Ten minutes later we were walking on the pavement of a dirt street, next to a low wall made of earth, stone and mud as we headed out of the new town and into the Medina - the old town, where the Hostel was. Almost everyone was wearing djellabah - the full-length flowing robes with large hoods, and the women were wearing veils. The street lighting was intermittent, and the walls of the Medina curved around punctuated by large ornate stone gates.
"I think it is this way," said Andreas after consulting the map. I followed him.
And then I fell down a manhole.
In the fraction of a second that I felt the metal plate give way underneath my feet, a lot flashed through my mind.
What was I going to land in?
Shiiiiiiiiiiiiiiiiiiiiiiiiiiiiiiiiiiiiiiiiiit! (Not necessarily, but kind of an answer to the first)
How am I going to explain this to my parents?
Help!
Hang on.
Ouch.
FUCK.
OUCH.
WHAT THE HELL?
I was suspended above empty space.
Thank God.
Unfortunately, I was suspended above empty space with a hook in my arse, bearing the full weight of me, my backpack and my daypack.

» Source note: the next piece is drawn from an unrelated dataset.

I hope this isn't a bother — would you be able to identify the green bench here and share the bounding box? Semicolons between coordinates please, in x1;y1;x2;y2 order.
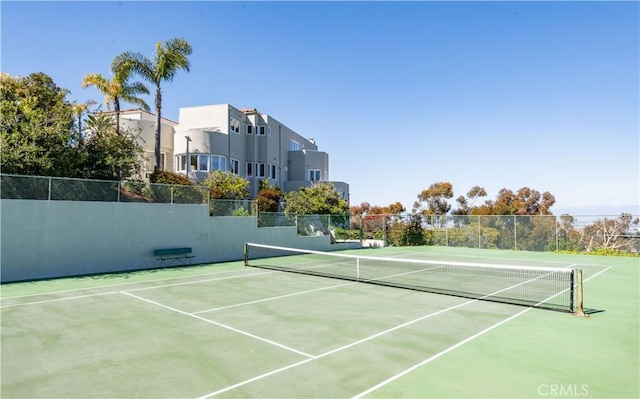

But not my hat. That had fallen off.
Andreas had turned round and was looking at me strangely. I could almost hear the thought, 'Why is the English boy in a hole?' making itself present in his mind.
"Andreas! Help!"
The burly muscular German stepped forward and came to my aid by picking up my hat.
I was beginning to attract the attention of the locals, and a couple of men in white robes stood pointing on the other side of the street.
Another excruciatingly painful fraction of a second later I realised that if I pointed my toes I could stand up on solid ground, or at least take most of the weight off the piece of metal which was wedged in my arse. A Swiss guy who'd accompanied us from the boat helped me out of what actually turned out to be a three foot deep hole, complete with a metal plate which span around if you stood on the wrong side.
I stood, shaking, next to the hole. Andreas had had the good fortune to walk over the supported side of the plate. When I walked over the other, the whole thing span round and...hooked me. There were about ten people all gathered round by now.
"Someone should do something about it," opined one Moroccan man in accented English. "You should complain. They'd listen to you. You're a tourist."
My legs were quivering with the shock. I refused offers to take my bags and I limped with everyone else, to the hostel, and collapsed onto a bunk bed in an open dormitory, which centred on an open courtyard. After Gemma and the rest of the krew went out to get food, they fed me pizza, and I fell into a pained sleep.


You know, this is the first of your gap year diaries that I've actually got around to reading. Its ace, especially the falling down a manhole bit ;-)
Ha!
It's not like I did it all the time, but thanks!
thank god you didn't, you poor thing.